Ternyata salah. Adina belum seutuhnya selamat.

***

"Apa yang kau lukis?"

"Mungkin sesuatu di sekitar sungai Abraham."

"Naturalisme!" Leah berseru dari meja bundar sembari mencampurkan beberapa warna di palet kayunya.

"Kau harus memperhatikan gradasi dan proporsi." Niki mengamati sketsa kasar di kanvas Adina. "Kau berbakat," gumamnya sambil masih meniti goresan-goresan pensil yang digambar dalam waktu dua jam lebih itu.

"Ada sedikit distorsi di sini." Jari telunjuk Niki mengetuk-ngetuk sebuah tumbuhan kecil di dekat batang pohon besar. "Batangnya terlihat lebih besar dari daunnya."

Adina mengangguk-angguk mengerti, meski tidak sepenuhnya mengerti.

"Kau tidak fokus?" Niki memutar kursinya menghadap Adina. Sementara gadis itu meletakkan peralatan lukisnya di meja kecil di belakang.

"Karena berita tentangmu dan Ed?" Niki kembali bertanya karena Adina tidak kunjung menjawab.

"Itu sangat merepotkan." Adina menyeret napas berat.

"Jadi …?"

"Tidak. Itu hanya kabar burung yang terlalu buruk."

"Tapi kau terlihat akrab dengan mereka. Maksudku, Ed, Shad, Jory."

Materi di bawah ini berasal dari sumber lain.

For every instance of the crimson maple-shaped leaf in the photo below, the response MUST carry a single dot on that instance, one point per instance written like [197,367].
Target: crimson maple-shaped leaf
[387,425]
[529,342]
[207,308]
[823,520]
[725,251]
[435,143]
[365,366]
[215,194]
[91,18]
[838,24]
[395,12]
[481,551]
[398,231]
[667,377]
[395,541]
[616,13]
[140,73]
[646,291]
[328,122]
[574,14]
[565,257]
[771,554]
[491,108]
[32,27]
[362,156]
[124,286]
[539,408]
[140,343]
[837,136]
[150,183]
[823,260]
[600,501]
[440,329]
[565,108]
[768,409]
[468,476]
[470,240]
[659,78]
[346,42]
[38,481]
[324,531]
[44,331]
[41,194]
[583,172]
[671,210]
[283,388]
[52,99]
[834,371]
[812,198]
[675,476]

Adina melihat kesungguhan di wajah Niki. Semua seperti sudah jelas. Satu isi sekolah mengetahui pertemanan yang diklaim Kiera sebagai geng.

"Aku hanya mencoba memiliki teman," jawab Adina tenang. Dia kembali mencermati permukaan kanvas meskipun benda itu terlihat seperti arsiran yang berantakan di matanya.

"Kau bisa menjadi temanku."

Suara Niki terdengar hangat dan terbuka. Adina menatapnya dengan senyuman lembut. "Itu sudah pasti," katanya pelan.

Pertemanan yang ditawarkan Niki membuat Adina berani menuturkan keresahannya terhadap kemungkinan rencana Ed.

"Kau tidak perlu cemas. Aku pastikan, keamanan gedung ini akan ditingkatkan. Tidak ada celah untuk rencana kekanak-kanakan itu."

Niki kembali berhasil memberi kelegaan. Untuk saat ini, Adina mampu melupakan distorsi pada kanvas dan pikirannya.